Taking to account the beneficial effect of ginger mentioned above, it could be reasonable to encourage its addition to diet. However, the effectiveness of ginger action seems to be dose-related and influenced by the instability and the ease of oxidation typical of polyphenolic compounds and their different bioavailability. Indeed, gingerols and shogaols concentrations strongly differ based on product type (fresh, dry, ground, crystallized…)[60]. The role of dietary manipulations and specific foods in FD pathophysiology is summarized in Figure 1.

Figure 1

Role of dietary manipulations and specific foods in functional dyspepsia pathophysiology. ASICs: Acid-sensing ion channels; CCK: Cholecystokinin; FD: Functional dyspepsia; FODMAPs: Fermentable oligosaccharides, disaccharides, monosaccharides and polyols; TRPA: Transient receptor potential ankyrin; TRPV: Transient receptor potential vanilloid.

CONCLUSION

At present, googling the entries “dyspepsia AND diet” leads to over 2570000 hits, witnessing the public interest on this topic. This combined with the lack of standardized dietary guidelines for FD, the uneven information provided by specialists and the vast diffusion of not validated nutritional advices results in an increasingly frequent tendency of patients to self-manage their symptoms. FD patients often tend to self-diagnose with “food intolerances” and arbitrarily restrict their diet, solely on the basis of their personal experience or anecdotal information from questionable sources. These improvised elimination diets are often nutritionally unbalanced and, if prolonged, could therefore cause nutritional deficiencies. Furthermore, long-term exclusion diets could enhance anxiety toward that food, increasing visceral hyperalgesia and contributing to symptoms anticipation.

This improper loop leads functional patients to perpetuate these eating-avoidant behaviors and to erroneously convince themselves of being “intolerant” to specific trigger foods[61-63].

In spite of the growing public interest and pressing requests for standardized dietary advises from patients, very few randomized controlled trials were included in the present review and most available evidences represent extrapolations from observational studies. Complicating the matter further stands the high degree of overlap between FD, gastro-esophageal reflux disease and IBS. For instance, the effects of a low-FODMAPs diet in FD could be overshadowed by the overlap with IBS symptoms, under- or over-estimating the effects of this dietary approach in FD patients[56].

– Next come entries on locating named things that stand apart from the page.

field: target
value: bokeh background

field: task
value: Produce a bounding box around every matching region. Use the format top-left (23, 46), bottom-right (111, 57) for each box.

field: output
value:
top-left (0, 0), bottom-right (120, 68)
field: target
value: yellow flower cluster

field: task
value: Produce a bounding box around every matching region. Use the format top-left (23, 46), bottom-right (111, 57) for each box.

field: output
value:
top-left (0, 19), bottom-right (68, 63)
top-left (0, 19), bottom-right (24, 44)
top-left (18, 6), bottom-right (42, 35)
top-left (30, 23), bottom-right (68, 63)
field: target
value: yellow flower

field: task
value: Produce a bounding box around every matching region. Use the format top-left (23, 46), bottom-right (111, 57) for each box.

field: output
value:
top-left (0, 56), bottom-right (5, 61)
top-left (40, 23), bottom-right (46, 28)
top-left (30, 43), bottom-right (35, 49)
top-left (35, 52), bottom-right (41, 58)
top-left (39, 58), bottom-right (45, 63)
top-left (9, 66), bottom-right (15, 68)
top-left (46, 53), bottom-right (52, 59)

Taking into account the above considerations, it is vital to pursue a uniform and evidence-based nutritional approach in the management of FD patients and to design high-quality studies evaluating the impact of nutritional intervention. The growing number of mobile and smartphone-based apps, designed to collect dietary data and to objectively record nutritional interventions, offers the possibility to overcome the current limitations.

Therefore, well-structured and standardized guidelines are eagerly awaited in order to standardize the nutritional approach and satisfy FD patients unmet clinical needs.